When I told my doctor I couldn't afford an operation, he offered to touch-up my X-rays.
A Jewish woman had two chickens. One got sick, so the woman made chicken soup out of the other one to help the sick one get well.
I've been in love with the same woman for forty-one years. If my wife finds out, she'll kill me.
While playing golf today, I hit two good balls. I stepped on a rake.
I played a great horse yesterday! It took seven horses to beat him.
Just think, if it weren't for marriage, men would go through life thinking they had no faults at all.
My son complains about headaches. I tell him all the time, when you get out of bed, it's feet first!
There was a girl knocking on my hotel room door all night! Finally, I let her out.
He had a defect, which to a comic might be fatal. He wasn't funny.
I'll never forget my first words in the theatre. "Peanuts. Popcorn."
Some people play a horse to win, some to place. I should have bet this horse to live.
You have a nice personality, but not for a human being.
This man used to go to school with his dog. Then they were separated. His dog graduated!
She's been married so many times she has rice marks on her face.
My dad was the town drunk. Most of the time that's not so bad; but New York City?

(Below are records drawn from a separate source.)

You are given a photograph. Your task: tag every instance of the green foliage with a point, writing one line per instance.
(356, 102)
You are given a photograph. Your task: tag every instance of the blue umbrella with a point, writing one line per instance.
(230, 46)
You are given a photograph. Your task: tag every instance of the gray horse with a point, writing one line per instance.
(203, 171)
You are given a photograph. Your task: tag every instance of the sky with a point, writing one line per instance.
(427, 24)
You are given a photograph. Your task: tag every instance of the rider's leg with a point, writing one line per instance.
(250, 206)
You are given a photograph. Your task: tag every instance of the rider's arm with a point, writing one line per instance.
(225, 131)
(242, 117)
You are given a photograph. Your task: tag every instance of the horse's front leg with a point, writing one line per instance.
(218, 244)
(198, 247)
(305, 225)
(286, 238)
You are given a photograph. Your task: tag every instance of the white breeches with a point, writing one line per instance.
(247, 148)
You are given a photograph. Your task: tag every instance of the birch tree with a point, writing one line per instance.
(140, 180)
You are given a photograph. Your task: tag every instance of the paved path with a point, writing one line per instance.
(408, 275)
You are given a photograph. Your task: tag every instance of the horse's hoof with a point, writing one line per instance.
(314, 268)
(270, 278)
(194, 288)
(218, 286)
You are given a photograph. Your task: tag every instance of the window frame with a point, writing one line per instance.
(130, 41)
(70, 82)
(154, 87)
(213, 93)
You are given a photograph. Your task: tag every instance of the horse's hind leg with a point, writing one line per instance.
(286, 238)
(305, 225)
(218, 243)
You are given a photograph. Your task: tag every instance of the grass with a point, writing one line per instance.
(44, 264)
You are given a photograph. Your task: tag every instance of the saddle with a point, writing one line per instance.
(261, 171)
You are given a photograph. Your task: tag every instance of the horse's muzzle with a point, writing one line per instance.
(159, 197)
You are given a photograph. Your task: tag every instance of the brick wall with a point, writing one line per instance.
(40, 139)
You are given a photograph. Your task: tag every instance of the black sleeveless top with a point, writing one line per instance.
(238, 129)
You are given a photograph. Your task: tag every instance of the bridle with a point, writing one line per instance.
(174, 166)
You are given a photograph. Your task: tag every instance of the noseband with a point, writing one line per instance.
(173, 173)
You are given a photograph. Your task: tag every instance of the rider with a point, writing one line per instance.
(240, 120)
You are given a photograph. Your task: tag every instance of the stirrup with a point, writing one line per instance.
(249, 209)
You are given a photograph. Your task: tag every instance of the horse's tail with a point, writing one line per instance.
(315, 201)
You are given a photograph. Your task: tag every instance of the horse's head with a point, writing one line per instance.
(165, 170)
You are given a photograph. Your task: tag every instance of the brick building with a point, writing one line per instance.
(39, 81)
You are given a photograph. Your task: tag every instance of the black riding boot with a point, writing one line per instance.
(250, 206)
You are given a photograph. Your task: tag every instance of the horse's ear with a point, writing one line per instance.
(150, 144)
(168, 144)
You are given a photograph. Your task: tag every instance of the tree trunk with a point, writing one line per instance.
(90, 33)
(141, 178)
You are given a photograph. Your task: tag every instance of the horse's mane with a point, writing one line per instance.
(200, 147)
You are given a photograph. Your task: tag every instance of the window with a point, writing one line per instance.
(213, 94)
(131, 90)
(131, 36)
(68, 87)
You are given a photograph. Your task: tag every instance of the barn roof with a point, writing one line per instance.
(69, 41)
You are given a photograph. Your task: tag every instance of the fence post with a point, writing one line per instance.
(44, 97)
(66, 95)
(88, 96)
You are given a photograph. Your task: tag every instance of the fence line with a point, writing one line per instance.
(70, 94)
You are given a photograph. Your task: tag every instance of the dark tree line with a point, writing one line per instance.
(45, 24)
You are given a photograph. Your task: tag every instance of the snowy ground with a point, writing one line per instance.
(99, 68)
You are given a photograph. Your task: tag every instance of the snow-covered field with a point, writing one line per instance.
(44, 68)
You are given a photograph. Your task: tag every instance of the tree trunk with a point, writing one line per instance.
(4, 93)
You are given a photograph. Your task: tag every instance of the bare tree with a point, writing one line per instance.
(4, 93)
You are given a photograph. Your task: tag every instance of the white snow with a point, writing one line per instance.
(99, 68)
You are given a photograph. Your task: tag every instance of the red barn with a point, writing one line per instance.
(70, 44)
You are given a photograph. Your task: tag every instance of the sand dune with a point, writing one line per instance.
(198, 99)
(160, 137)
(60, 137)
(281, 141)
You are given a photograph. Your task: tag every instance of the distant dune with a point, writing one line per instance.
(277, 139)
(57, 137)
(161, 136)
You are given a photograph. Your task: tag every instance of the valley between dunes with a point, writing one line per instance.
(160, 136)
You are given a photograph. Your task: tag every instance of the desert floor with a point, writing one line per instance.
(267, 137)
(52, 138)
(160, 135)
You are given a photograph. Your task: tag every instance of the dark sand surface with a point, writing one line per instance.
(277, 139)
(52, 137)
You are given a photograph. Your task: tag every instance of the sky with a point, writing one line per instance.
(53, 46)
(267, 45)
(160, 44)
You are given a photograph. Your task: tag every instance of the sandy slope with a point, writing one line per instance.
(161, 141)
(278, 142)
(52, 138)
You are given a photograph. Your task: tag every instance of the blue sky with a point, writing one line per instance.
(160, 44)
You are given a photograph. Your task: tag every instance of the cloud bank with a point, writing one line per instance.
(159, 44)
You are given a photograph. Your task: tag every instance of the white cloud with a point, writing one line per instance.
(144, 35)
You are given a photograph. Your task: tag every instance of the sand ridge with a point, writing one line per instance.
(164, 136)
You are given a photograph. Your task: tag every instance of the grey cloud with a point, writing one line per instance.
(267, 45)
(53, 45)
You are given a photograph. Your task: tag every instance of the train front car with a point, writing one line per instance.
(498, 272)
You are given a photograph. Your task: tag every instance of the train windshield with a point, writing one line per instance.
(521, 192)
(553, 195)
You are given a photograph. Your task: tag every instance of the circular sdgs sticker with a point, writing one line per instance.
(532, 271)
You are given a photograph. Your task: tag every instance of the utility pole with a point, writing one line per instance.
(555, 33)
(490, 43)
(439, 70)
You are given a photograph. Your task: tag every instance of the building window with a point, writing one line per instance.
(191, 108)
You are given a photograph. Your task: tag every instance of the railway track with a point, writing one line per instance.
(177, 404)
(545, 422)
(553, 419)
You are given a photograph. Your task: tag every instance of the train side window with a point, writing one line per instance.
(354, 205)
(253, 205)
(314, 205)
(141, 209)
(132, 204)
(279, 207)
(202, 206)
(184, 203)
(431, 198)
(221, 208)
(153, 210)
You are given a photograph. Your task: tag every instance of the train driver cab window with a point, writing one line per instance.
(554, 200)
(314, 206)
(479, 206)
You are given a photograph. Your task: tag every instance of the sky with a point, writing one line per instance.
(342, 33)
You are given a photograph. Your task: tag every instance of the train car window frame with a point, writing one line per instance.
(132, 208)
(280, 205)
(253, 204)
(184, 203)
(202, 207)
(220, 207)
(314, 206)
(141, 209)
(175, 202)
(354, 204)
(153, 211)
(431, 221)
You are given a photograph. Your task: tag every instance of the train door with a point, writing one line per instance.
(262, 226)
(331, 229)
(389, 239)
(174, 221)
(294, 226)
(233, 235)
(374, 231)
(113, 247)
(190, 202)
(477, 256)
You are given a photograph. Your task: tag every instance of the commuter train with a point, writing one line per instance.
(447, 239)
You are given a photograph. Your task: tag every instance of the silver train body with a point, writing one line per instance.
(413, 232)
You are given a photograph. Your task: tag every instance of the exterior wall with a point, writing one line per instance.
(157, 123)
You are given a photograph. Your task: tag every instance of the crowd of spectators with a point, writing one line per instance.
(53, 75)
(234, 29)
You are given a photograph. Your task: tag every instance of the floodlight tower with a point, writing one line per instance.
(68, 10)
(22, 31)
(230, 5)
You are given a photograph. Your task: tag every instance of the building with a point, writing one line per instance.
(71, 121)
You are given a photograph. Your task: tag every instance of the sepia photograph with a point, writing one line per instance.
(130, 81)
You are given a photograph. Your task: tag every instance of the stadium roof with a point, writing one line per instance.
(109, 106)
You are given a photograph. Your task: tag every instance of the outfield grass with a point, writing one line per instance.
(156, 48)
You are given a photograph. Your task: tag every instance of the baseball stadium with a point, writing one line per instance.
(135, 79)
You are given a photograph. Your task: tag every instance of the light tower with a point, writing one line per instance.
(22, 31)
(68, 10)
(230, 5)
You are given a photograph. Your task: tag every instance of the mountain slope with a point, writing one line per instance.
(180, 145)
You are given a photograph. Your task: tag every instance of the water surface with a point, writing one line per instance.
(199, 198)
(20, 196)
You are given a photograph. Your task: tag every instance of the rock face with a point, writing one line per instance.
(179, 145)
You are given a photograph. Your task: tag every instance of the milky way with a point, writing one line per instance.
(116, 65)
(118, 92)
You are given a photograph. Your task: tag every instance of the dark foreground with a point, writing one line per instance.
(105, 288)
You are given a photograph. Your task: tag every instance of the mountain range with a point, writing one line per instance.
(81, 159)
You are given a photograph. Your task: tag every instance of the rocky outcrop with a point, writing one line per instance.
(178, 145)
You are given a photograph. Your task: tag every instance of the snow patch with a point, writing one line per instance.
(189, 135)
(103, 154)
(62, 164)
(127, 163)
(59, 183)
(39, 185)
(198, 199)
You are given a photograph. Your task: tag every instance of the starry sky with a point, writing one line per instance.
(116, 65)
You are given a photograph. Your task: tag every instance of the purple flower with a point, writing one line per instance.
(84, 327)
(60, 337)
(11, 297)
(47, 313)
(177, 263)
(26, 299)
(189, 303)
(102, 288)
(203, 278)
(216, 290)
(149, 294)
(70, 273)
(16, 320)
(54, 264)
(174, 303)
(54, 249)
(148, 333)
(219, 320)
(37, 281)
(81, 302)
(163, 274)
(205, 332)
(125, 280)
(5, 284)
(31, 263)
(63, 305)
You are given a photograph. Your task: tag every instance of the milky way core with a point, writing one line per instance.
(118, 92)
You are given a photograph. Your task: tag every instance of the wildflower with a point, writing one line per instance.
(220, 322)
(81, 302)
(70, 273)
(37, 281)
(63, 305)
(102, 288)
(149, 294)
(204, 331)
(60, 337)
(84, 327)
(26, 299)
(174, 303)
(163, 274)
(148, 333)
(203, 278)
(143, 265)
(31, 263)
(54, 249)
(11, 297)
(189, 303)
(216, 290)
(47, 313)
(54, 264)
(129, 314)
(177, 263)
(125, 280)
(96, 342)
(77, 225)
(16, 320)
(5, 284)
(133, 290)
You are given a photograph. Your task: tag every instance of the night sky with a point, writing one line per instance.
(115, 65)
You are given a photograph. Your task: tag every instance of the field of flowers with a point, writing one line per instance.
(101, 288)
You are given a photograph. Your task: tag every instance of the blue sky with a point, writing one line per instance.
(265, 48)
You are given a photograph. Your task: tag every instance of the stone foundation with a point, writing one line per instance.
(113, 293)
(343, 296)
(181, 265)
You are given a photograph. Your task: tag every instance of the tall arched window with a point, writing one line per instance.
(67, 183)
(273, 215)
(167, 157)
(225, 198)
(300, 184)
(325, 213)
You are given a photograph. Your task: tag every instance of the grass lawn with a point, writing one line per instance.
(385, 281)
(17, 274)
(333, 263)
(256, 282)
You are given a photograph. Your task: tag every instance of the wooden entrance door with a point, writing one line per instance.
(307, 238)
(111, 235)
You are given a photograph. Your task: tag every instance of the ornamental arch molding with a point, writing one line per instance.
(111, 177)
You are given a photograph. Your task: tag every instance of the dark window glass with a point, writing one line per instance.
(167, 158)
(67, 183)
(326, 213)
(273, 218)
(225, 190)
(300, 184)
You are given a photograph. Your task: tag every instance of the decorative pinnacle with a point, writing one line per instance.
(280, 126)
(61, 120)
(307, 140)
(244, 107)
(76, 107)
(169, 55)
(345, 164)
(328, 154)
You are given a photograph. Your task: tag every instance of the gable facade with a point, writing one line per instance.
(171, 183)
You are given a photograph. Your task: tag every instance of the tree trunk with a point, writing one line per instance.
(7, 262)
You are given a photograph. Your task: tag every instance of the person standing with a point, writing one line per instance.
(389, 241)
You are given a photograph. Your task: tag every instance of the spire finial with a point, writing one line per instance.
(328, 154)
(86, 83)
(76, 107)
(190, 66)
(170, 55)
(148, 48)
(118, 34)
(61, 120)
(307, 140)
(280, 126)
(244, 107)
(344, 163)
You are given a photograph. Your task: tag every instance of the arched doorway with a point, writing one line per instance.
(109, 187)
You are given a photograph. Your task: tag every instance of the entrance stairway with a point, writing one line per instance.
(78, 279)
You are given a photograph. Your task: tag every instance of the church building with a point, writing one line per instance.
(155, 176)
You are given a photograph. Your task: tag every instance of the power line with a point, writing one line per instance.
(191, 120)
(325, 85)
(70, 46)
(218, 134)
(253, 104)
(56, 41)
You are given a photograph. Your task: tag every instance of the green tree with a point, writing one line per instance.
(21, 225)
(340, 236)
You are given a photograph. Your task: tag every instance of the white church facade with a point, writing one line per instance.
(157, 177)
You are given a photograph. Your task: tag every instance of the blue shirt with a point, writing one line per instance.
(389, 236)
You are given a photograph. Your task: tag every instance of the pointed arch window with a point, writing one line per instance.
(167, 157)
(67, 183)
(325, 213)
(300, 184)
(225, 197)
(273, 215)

This man is frank and earnest with women. In Fresno, he's Frank and in Chicago he's Ernest.
I played a lot of tough clubs in my time. Once a guy in one of those clubs wanted to bet me $10 that I was dead. I was afraid to bet.
I know a man who doesn't pay to have his trash taken out. How does he get rid of his trash? He gift wraps it, and puts in into an unlocked car.
She's a big-hearted girl with hips to match.
If you had your life to live over again, do it overseas.
Why do Jewish men die before their wives? They want to.
You have a ready wit. Tell me when it's ready.
Those two are a fastidious couple. She's fast and he's hideous.